Functional annotation

Variants in the 95% credible set (n = 50) plus variants correlated at r2 > 0.9 with those in the credible set (n = 174) were annotated for putative evidence of biological functionality using publicly available datasets as described by Dadaev et al.11. Briefly, variants were annotated for proximity to gene (GENCODEv19), miRNA transcripts (miRBase release 20), evolutionary constraint (according to GERP++, SiPhy and PhastCons algorithms), likelihood of pathogenicity (CADDv1.3) and overlap with prospective regulatory elements in prostate-specific datasets (DNaseI hypersensitivity sites, H3K27Ac, H3K27me3 and H3K4me3 histone modifications, and for AR, CTCF, ERG, FOXA1, GABPA, GATA2, HOXB13, and NKX3.1 transcription factor binding sites) in a mixture of LNCaP, PC-3, PrEC, RWPE1, and VCaP cell lines and human prostate tumor tissues downloaded from the Cistrome Data Browser (http://cistrome.org/db/). The chromatin state in which each variant resides was assessed using ChromHMM annotations from two prostate cell lines (PrEC and PC3). Cis-gene regulation was evaluated using 359 prostate adenoma cases from The Cancer Genome Atlas (TCGA PRAD; https://gdc-portal.nci.nih.gov) that passed QC11. The eQTL analysis was performed using FastQTL with 1000 permutations for each gene within a 1Mb window. We then used the method by Nica et al.33 that integrates eQTLs and GWAS results in order to reveal the subset of association signals that are due to cis eQTLs. For each significant eQTL, we added the candidate variant to the linear regression model to assess if the inclusion better explains the change in expression of the gene.
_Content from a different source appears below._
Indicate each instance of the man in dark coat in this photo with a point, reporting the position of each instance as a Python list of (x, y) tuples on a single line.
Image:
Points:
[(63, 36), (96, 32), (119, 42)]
We retrieved the p-value of the model, assigning p-value of 1 if the eQTL and variant are the same. Then we ranked the p-values in descending order for each eQTL, and finally calculated the colocalization score for each pair of eQTL and variants. In general, if an eQTL and candidate variant represent the same signal, this will be reflected by the variant having a high p-value, a low rank and consequently a high colocalization score.